Resident claims 'idiotic' street design risks safety
NEW Coast streetscaping work has brought concerns from a resident who fears drivers won't see crossing pedestrians in time to safely react.
Caloundra man Paul Seto believes new light poles, trees and shrubs in Bulcock Street cut down a line of sight between pedestrians and drivers.
It comes as the council prepares to this month start work on stage four of its Bulcock Street Streetscape Project.
Mr Seto singled out the recently upgraded intersection with Minchinton Street, where there are four crossings in close proximity.
"The result of these idiotic designs is that cars approaching any of the crossings have zero distance clear view of people before they step out onto the crossings," Mr Seto said.

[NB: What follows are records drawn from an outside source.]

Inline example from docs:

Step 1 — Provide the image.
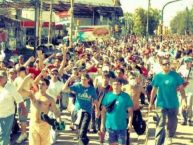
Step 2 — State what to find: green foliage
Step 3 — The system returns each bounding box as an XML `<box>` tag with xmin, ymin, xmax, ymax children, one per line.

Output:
<box><xmin>170</xmin><ymin>6</ymin><xmax>193</xmax><ymax>35</ymax></box>
<box><xmin>126</xmin><ymin>8</ymin><xmax>161</xmax><ymax>35</ymax></box>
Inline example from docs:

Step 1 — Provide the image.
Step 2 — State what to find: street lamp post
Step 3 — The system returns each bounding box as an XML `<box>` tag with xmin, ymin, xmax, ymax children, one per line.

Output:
<box><xmin>146</xmin><ymin>0</ymin><xmax>150</xmax><ymax>40</ymax></box>
<box><xmin>48</xmin><ymin>0</ymin><xmax>53</xmax><ymax>44</ymax></box>
<box><xmin>161</xmin><ymin>0</ymin><xmax>181</xmax><ymax>41</ymax></box>
<box><xmin>70</xmin><ymin>0</ymin><xmax>74</xmax><ymax>47</ymax></box>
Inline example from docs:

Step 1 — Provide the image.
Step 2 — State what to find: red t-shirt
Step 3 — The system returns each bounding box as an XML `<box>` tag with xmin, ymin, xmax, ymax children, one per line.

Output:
<box><xmin>28</xmin><ymin>67</ymin><xmax>41</xmax><ymax>78</ymax></box>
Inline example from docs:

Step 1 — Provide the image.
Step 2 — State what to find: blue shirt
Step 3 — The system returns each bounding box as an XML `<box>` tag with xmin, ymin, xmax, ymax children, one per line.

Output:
<box><xmin>102</xmin><ymin>92</ymin><xmax>133</xmax><ymax>130</ymax></box>
<box><xmin>70</xmin><ymin>83</ymin><xmax>97</xmax><ymax>114</ymax></box>
<box><xmin>152</xmin><ymin>71</ymin><xmax>184</xmax><ymax>109</ymax></box>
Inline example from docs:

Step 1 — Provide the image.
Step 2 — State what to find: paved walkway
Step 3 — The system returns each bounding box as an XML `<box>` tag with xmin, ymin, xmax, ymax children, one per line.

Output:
<box><xmin>11</xmin><ymin>108</ymin><xmax>193</xmax><ymax>145</ymax></box>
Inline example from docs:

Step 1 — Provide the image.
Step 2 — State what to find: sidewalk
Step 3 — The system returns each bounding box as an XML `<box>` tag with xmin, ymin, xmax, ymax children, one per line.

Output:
<box><xmin>11</xmin><ymin>108</ymin><xmax>193</xmax><ymax>145</ymax></box>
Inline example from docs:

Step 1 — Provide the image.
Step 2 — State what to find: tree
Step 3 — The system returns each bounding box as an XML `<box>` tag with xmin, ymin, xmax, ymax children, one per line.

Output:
<box><xmin>133</xmin><ymin>8</ymin><xmax>161</xmax><ymax>35</ymax></box>
<box><xmin>170</xmin><ymin>7</ymin><xmax>193</xmax><ymax>35</ymax></box>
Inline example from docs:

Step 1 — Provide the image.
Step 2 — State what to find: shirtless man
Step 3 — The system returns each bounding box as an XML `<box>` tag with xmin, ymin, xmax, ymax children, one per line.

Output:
<box><xmin>26</xmin><ymin>79</ymin><xmax>61</xmax><ymax>145</ymax></box>
<box><xmin>123</xmin><ymin>73</ymin><xmax>145</xmax><ymax>131</ymax></box>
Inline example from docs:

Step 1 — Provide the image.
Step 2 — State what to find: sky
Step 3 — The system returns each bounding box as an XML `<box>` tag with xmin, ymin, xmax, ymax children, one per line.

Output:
<box><xmin>120</xmin><ymin>0</ymin><xmax>193</xmax><ymax>26</ymax></box>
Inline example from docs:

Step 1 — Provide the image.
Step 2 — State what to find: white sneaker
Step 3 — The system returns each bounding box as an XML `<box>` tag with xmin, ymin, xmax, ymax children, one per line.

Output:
<box><xmin>16</xmin><ymin>133</ymin><xmax>27</xmax><ymax>144</ymax></box>
<box><xmin>165</xmin><ymin>137</ymin><xmax>172</xmax><ymax>145</ymax></box>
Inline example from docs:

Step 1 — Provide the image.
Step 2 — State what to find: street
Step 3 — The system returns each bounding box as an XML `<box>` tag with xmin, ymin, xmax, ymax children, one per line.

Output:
<box><xmin>11</xmin><ymin>108</ymin><xmax>193</xmax><ymax>145</ymax></box>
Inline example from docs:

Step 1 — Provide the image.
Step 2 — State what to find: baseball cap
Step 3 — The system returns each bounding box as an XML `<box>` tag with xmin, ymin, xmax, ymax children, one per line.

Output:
<box><xmin>0</xmin><ymin>70</ymin><xmax>7</xmax><ymax>77</ymax></box>
<box><xmin>102</xmin><ymin>66</ymin><xmax>110</xmax><ymax>72</ymax></box>
<box><xmin>184</xmin><ymin>57</ymin><xmax>193</xmax><ymax>62</ymax></box>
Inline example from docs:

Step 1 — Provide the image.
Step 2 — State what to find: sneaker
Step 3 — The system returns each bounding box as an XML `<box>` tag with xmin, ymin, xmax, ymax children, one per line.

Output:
<box><xmin>16</xmin><ymin>133</ymin><xmax>27</xmax><ymax>144</ymax></box>
<box><xmin>188</xmin><ymin>120</ymin><xmax>192</xmax><ymax>126</ymax></box>
<box><xmin>165</xmin><ymin>137</ymin><xmax>172</xmax><ymax>145</ymax></box>
<box><xmin>73</xmin><ymin>136</ymin><xmax>79</xmax><ymax>140</ymax></box>
<box><xmin>181</xmin><ymin>121</ymin><xmax>187</xmax><ymax>125</ymax></box>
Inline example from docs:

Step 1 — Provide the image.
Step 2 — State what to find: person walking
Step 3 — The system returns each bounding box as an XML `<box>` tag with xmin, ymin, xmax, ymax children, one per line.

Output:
<box><xmin>149</xmin><ymin>58</ymin><xmax>187</xmax><ymax>145</ymax></box>
<box><xmin>100</xmin><ymin>78</ymin><xmax>133</xmax><ymax>145</ymax></box>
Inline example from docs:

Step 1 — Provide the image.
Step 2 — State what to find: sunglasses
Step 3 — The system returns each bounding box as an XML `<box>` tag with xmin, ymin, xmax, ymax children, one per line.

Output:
<box><xmin>52</xmin><ymin>72</ymin><xmax>58</xmax><ymax>76</ymax></box>
<box><xmin>39</xmin><ymin>82</ymin><xmax>46</xmax><ymax>86</ymax></box>
<box><xmin>162</xmin><ymin>62</ymin><xmax>170</xmax><ymax>66</ymax></box>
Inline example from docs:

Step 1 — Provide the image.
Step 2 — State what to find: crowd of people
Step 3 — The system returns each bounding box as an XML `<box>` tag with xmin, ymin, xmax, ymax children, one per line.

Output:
<box><xmin>0</xmin><ymin>35</ymin><xmax>193</xmax><ymax>145</ymax></box>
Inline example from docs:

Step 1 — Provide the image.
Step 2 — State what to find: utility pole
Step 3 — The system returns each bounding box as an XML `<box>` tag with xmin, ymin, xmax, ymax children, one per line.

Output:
<box><xmin>160</xmin><ymin>0</ymin><xmax>181</xmax><ymax>41</ymax></box>
<box><xmin>70</xmin><ymin>0</ymin><xmax>74</xmax><ymax>48</ymax></box>
<box><xmin>146</xmin><ymin>0</ymin><xmax>150</xmax><ymax>40</ymax></box>
<box><xmin>38</xmin><ymin>0</ymin><xmax>43</xmax><ymax>45</ymax></box>
<box><xmin>48</xmin><ymin>0</ymin><xmax>53</xmax><ymax>44</ymax></box>
<box><xmin>32</xmin><ymin>0</ymin><xmax>39</xmax><ymax>56</ymax></box>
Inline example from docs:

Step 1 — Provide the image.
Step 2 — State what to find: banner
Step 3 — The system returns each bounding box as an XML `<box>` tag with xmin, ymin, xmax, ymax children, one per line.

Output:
<box><xmin>77</xmin><ymin>25</ymin><xmax>110</xmax><ymax>42</ymax></box>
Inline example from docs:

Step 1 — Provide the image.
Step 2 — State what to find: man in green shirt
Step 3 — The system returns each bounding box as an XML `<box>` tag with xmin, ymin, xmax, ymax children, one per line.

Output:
<box><xmin>101</xmin><ymin>79</ymin><xmax>133</xmax><ymax>145</ymax></box>
<box><xmin>149</xmin><ymin>59</ymin><xmax>186</xmax><ymax>145</ymax></box>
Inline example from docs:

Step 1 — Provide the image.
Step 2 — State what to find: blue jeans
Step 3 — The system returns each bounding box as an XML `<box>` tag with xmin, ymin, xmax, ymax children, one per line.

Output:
<box><xmin>107</xmin><ymin>129</ymin><xmax>127</xmax><ymax>145</ymax></box>
<box><xmin>18</xmin><ymin>99</ymin><xmax>31</xmax><ymax>123</ymax></box>
<box><xmin>155</xmin><ymin>108</ymin><xmax>178</xmax><ymax>145</ymax></box>
<box><xmin>0</xmin><ymin>115</ymin><xmax>14</xmax><ymax>145</ymax></box>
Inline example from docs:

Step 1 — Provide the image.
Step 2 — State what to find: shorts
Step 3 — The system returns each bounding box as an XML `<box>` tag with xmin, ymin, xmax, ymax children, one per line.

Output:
<box><xmin>18</xmin><ymin>99</ymin><xmax>30</xmax><ymax>122</ymax></box>
<box><xmin>107</xmin><ymin>129</ymin><xmax>127</xmax><ymax>145</ymax></box>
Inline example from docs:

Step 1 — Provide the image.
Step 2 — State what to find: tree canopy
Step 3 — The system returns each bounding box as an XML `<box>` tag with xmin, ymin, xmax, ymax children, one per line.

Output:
<box><xmin>170</xmin><ymin>6</ymin><xmax>193</xmax><ymax>35</ymax></box>
<box><xmin>125</xmin><ymin>8</ymin><xmax>161</xmax><ymax>35</ymax></box>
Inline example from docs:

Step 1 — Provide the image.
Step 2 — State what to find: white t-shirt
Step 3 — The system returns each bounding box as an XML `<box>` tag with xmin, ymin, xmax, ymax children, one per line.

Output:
<box><xmin>178</xmin><ymin>65</ymin><xmax>193</xmax><ymax>93</ymax></box>
<box><xmin>13</xmin><ymin>76</ymin><xmax>33</xmax><ymax>99</ymax></box>
<box><xmin>0</xmin><ymin>83</ymin><xmax>23</xmax><ymax>118</ymax></box>
<box><xmin>46</xmin><ymin>80</ymin><xmax>64</xmax><ymax>101</ymax></box>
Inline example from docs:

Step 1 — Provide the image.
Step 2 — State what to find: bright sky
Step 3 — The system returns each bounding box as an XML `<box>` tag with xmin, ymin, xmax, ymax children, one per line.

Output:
<box><xmin>120</xmin><ymin>0</ymin><xmax>193</xmax><ymax>26</ymax></box>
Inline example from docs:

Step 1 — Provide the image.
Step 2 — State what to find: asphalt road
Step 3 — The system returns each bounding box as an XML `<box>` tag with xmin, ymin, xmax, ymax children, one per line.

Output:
<box><xmin>11</xmin><ymin>108</ymin><xmax>193</xmax><ymax>145</ymax></box>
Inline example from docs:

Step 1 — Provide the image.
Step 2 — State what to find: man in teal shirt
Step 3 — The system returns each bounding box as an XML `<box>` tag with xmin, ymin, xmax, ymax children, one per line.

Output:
<box><xmin>149</xmin><ymin>59</ymin><xmax>186</xmax><ymax>145</ymax></box>
<box><xmin>101</xmin><ymin>79</ymin><xmax>133</xmax><ymax>145</ymax></box>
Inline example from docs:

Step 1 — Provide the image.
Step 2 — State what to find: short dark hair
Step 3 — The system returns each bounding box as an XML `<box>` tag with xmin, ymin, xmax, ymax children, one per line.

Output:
<box><xmin>18</xmin><ymin>66</ymin><xmax>26</xmax><ymax>72</ymax></box>
<box><xmin>113</xmin><ymin>77</ymin><xmax>123</xmax><ymax>84</ymax></box>
<box><xmin>41</xmin><ymin>78</ymin><xmax>50</xmax><ymax>86</ymax></box>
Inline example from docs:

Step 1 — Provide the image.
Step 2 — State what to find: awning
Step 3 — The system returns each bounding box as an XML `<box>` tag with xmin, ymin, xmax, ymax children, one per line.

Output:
<box><xmin>20</xmin><ymin>21</ymin><xmax>55</xmax><ymax>28</ymax></box>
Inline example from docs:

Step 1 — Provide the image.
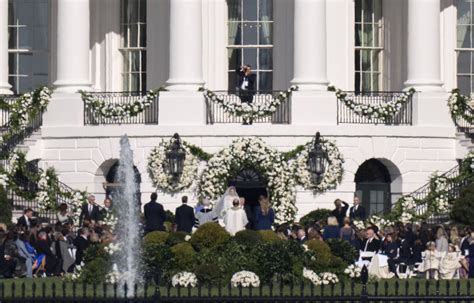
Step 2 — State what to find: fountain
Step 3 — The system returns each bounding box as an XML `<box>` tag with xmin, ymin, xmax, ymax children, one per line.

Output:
<box><xmin>114</xmin><ymin>135</ymin><xmax>142</xmax><ymax>294</ymax></box>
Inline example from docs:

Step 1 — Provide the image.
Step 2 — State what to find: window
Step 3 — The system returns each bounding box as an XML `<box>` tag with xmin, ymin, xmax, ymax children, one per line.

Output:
<box><xmin>354</xmin><ymin>0</ymin><xmax>384</xmax><ymax>92</ymax></box>
<box><xmin>456</xmin><ymin>0</ymin><xmax>474</xmax><ymax>96</ymax></box>
<box><xmin>8</xmin><ymin>0</ymin><xmax>49</xmax><ymax>94</ymax></box>
<box><xmin>120</xmin><ymin>0</ymin><xmax>146</xmax><ymax>91</ymax></box>
<box><xmin>227</xmin><ymin>0</ymin><xmax>273</xmax><ymax>91</ymax></box>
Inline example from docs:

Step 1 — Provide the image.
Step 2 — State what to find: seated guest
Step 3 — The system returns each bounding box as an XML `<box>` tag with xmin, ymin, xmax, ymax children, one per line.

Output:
<box><xmin>331</xmin><ymin>199</ymin><xmax>349</xmax><ymax>227</ymax></box>
<box><xmin>255</xmin><ymin>197</ymin><xmax>275</xmax><ymax>230</ymax></box>
<box><xmin>323</xmin><ymin>216</ymin><xmax>339</xmax><ymax>240</ymax></box>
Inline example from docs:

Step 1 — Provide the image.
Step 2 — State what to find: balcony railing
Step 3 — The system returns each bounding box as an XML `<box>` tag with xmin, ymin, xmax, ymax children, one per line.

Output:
<box><xmin>84</xmin><ymin>92</ymin><xmax>159</xmax><ymax>125</ymax></box>
<box><xmin>206</xmin><ymin>91</ymin><xmax>291</xmax><ymax>124</ymax></box>
<box><xmin>337</xmin><ymin>92</ymin><xmax>413</xmax><ymax>125</ymax></box>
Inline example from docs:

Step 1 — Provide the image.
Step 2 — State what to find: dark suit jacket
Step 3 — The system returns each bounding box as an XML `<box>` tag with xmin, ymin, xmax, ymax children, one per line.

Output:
<box><xmin>144</xmin><ymin>201</ymin><xmax>166</xmax><ymax>232</ymax></box>
<box><xmin>176</xmin><ymin>204</ymin><xmax>195</xmax><ymax>234</ymax></box>
<box><xmin>349</xmin><ymin>205</ymin><xmax>366</xmax><ymax>220</ymax></box>
<box><xmin>74</xmin><ymin>236</ymin><xmax>90</xmax><ymax>264</ymax></box>
<box><xmin>79</xmin><ymin>203</ymin><xmax>100</xmax><ymax>225</ymax></box>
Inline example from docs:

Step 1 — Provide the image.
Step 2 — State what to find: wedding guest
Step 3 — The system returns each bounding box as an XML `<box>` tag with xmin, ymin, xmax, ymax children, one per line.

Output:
<box><xmin>175</xmin><ymin>196</ymin><xmax>196</xmax><ymax>234</ymax></box>
<box><xmin>224</xmin><ymin>199</ymin><xmax>248</xmax><ymax>236</ymax></box>
<box><xmin>255</xmin><ymin>197</ymin><xmax>275</xmax><ymax>230</ymax></box>
<box><xmin>331</xmin><ymin>199</ymin><xmax>349</xmax><ymax>227</ymax></box>
<box><xmin>323</xmin><ymin>216</ymin><xmax>339</xmax><ymax>240</ymax></box>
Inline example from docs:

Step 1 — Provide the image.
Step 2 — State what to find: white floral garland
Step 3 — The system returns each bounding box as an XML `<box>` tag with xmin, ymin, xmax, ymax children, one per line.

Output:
<box><xmin>293</xmin><ymin>139</ymin><xmax>344</xmax><ymax>193</ymax></box>
<box><xmin>198</xmin><ymin>137</ymin><xmax>297</xmax><ymax>224</ymax></box>
<box><xmin>79</xmin><ymin>90</ymin><xmax>160</xmax><ymax>119</ymax></box>
<box><xmin>230</xmin><ymin>270</ymin><xmax>260</xmax><ymax>287</ymax></box>
<box><xmin>203</xmin><ymin>85</ymin><xmax>298</xmax><ymax>120</ymax></box>
<box><xmin>148</xmin><ymin>138</ymin><xmax>199</xmax><ymax>193</ymax></box>
<box><xmin>171</xmin><ymin>271</ymin><xmax>198</xmax><ymax>287</ymax></box>
<box><xmin>328</xmin><ymin>86</ymin><xmax>416</xmax><ymax>120</ymax></box>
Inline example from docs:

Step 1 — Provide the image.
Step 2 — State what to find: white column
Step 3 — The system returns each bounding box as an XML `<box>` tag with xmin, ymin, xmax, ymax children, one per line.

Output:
<box><xmin>166</xmin><ymin>0</ymin><xmax>204</xmax><ymax>91</ymax></box>
<box><xmin>54</xmin><ymin>0</ymin><xmax>91</xmax><ymax>93</ymax></box>
<box><xmin>405</xmin><ymin>0</ymin><xmax>443</xmax><ymax>92</ymax></box>
<box><xmin>291</xmin><ymin>0</ymin><xmax>328</xmax><ymax>91</ymax></box>
<box><xmin>0</xmin><ymin>0</ymin><xmax>12</xmax><ymax>95</ymax></box>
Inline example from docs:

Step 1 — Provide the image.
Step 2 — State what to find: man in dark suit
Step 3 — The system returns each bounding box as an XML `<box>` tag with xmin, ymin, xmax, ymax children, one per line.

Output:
<box><xmin>73</xmin><ymin>228</ymin><xmax>91</xmax><ymax>265</ymax></box>
<box><xmin>176</xmin><ymin>196</ymin><xmax>195</xmax><ymax>234</ymax></box>
<box><xmin>79</xmin><ymin>195</ymin><xmax>100</xmax><ymax>226</ymax></box>
<box><xmin>349</xmin><ymin>196</ymin><xmax>367</xmax><ymax>220</ymax></box>
<box><xmin>144</xmin><ymin>193</ymin><xmax>166</xmax><ymax>233</ymax></box>
<box><xmin>16</xmin><ymin>208</ymin><xmax>33</xmax><ymax>230</ymax></box>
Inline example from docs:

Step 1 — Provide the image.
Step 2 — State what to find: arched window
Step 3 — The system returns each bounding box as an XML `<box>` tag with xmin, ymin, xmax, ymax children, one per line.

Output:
<box><xmin>355</xmin><ymin>159</ymin><xmax>392</xmax><ymax>215</ymax></box>
<box><xmin>227</xmin><ymin>0</ymin><xmax>273</xmax><ymax>91</ymax></box>
<box><xmin>354</xmin><ymin>0</ymin><xmax>384</xmax><ymax>92</ymax></box>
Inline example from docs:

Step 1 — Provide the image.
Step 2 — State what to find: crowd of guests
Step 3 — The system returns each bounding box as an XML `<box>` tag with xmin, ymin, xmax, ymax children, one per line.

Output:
<box><xmin>0</xmin><ymin>192</ymin><xmax>474</xmax><ymax>279</ymax></box>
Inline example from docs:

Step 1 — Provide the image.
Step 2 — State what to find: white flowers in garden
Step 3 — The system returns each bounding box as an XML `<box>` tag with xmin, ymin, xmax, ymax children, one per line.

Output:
<box><xmin>230</xmin><ymin>270</ymin><xmax>260</xmax><ymax>287</ymax></box>
<box><xmin>171</xmin><ymin>271</ymin><xmax>198</xmax><ymax>287</ymax></box>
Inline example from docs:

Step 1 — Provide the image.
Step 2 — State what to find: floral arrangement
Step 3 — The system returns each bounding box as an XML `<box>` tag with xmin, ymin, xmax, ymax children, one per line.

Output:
<box><xmin>171</xmin><ymin>271</ymin><xmax>198</xmax><ymax>287</ymax></box>
<box><xmin>79</xmin><ymin>88</ymin><xmax>165</xmax><ymax>120</ymax></box>
<box><xmin>344</xmin><ymin>264</ymin><xmax>362</xmax><ymax>279</ymax></box>
<box><xmin>328</xmin><ymin>85</ymin><xmax>416</xmax><ymax>121</ymax></box>
<box><xmin>230</xmin><ymin>270</ymin><xmax>260</xmax><ymax>287</ymax></box>
<box><xmin>293</xmin><ymin>139</ymin><xmax>344</xmax><ymax>193</ymax></box>
<box><xmin>448</xmin><ymin>88</ymin><xmax>474</xmax><ymax>124</ymax></box>
<box><xmin>201</xmin><ymin>85</ymin><xmax>298</xmax><ymax>121</ymax></box>
<box><xmin>148</xmin><ymin>138</ymin><xmax>199</xmax><ymax>193</ymax></box>
<box><xmin>198</xmin><ymin>138</ymin><xmax>297</xmax><ymax>224</ymax></box>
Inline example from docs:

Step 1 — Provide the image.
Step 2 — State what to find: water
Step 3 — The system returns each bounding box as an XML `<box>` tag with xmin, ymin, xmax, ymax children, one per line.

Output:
<box><xmin>114</xmin><ymin>135</ymin><xmax>142</xmax><ymax>293</ymax></box>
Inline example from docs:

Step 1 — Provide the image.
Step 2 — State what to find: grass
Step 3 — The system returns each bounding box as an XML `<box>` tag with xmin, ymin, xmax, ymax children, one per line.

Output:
<box><xmin>0</xmin><ymin>278</ymin><xmax>474</xmax><ymax>299</ymax></box>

He said there was a "false crossing" at the Minchinton Street roundabout, without markings, but with a pavement construction leading people to cross.
"It must be a real trap for visually impaired people using sticks."
He also had concerns about planter boxes and their potential to obscure children and people in wheelchairs from view.
"What is most terrifying is that no one in council seems to have noticed.
"They have approved the design, construction and then paid all the invoices, without anyone noticing that it all creates an extremely dangerous place."
He said he hoped the next stage of works would not lead to more street furniture being installed in lines of sight between drivers and pedestrians.
However, Councillor Tim Dwyer said the council refuted Mr Seto's claims as unfounded, incorrect and inflammatory in tone.
"Pedestrian safety is of high importance and council continually reviews projects, investigates public queries and makes amendments to infrastructure if required," Cr Dwyer said.
"The new crossings are designed with appropriate clear sight lines based on the speed limit."
Cr Dwyer said all formal pedestrian crossings were raised to alert motorists and slow vehicles and provide easier pedestrian access.
He said other design elements including low shrubs signified to motorists they were in a highly pedestrianised main street area and should drive accordingly.
"All crossings within the project area meet relevant standards and are approved by a qualified engineer.
"Council continually reviews and trims plantings to ensure adequate sight lines for motorists and pedestrians.
"Being a main street precinct area, council performs a higher level of maintenance to the planted areas on Bulcock Street."
He said the streetscape project was designed in consultation with local businesses and the wider community.
"It seeks to achieve a welcoming, vegetated street that provides an ease of movement for both pedestrians and motorists and accommodates street closures for events and just as importantly, encourages business patronage."